Debo confesar que me invadió una risita nerviosa que me costó controlar. Pero ante la excitación presente no hice sino asentar con la cabeza. Así pues que encerré en mis dedos izquierdos su cilíndrico cuerpo y lo estimulé rápidamente de arriba hacia abajo o en forma de espiral. Pensaba en las maneras en como generalmente acababa cuando me tocaba para así mismo aplicarlo en él. Le hacía masajes circulares en su glande y en su prepucio. Él, por su parte, iba más lento. Me atrapaba el miembro entre su índice y pulgar y lo apretaba con fuerza. También tomó su tiempo para acariciar mis testículos con su mano izquierda. Pareciera que su objetivo no era ganar sino disfrutar prolongadamente del contacto con mi cuerpo. 

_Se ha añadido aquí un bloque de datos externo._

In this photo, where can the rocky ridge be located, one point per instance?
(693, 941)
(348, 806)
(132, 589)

Mi velocidad tuvo el efecto esperado y no pudo aguantarse más. Cerró los ojos, se mordió los labios y pude sentir cómo su pene me palpitaba en la palma. Terminó esparciendo su semen por mis piernas y mi camiseta. Sentí mucho placer por haber logrado hacerlo acabar primero y me relajé tanto que luego sería yo quien derramaría una avalancha de nieve por su plano abdomen. Suspiró profundamente, se puso de pie y de manera algo seca me dijo que iría por papel higiénico para que nos limpiáramos. 

– ¿Te gustó? 

– Sí – contesté tímidamente. 

– Entonces nos vemos el lunes en la U para la sustentación del trabajo. La otra semana también cuadramos lo de la hamburguesa. 

– Listo. 

Al asearme y subirme el bóxer y el jean me entró un sentimiento de angustia extraño. Quizás sería lo normal ante la primera experiencia homosexual de mi vida. Me despedí y fui a casa. 

El premio nunca lo hice efectivo porque realmente no estaba interesado en prolongar la relación más allá del ámbito académico. Fue una noche extraña, muy salida de contexto. Casi no hablábamos y esa experiencia fue sólo placentera momentáneamente. Nuestra relación de compañeros no cambió. Él continuó su inseparable amistad con las tres chicas. Dos años después fue mi “amigo secreto” y me regaló dos libros del profesor Antonio Iriarte Cadena. En la dedicatoria de “La Razón Vulnerada” escribió: 

“Te amo 

Fíjate en mis manos, 
temblorosas y torpes, 
en estas dos palabras, 
que de tan repetidas 
parecen mentira, 
y siempre toman sin embargo 
el rostro más amable, 
la voz más delicada. 

Este poema es para que nunca olvides que el amor está en todas partes, en todos lados, porque las cosas más elementales de la vida son el reflejo del infinito amor con que fueron hechas…tampoco olvides que cuentas con un amigo, que aunque a veces está ausente…te estima y quiere lo mejor para ti.” 


Efectivamente ha estado muy ausente, pues hace muchos años no sé de mi colega. Supe que tenía una pareja estable y que estaba terminando un doctorado en los Estados Unidos.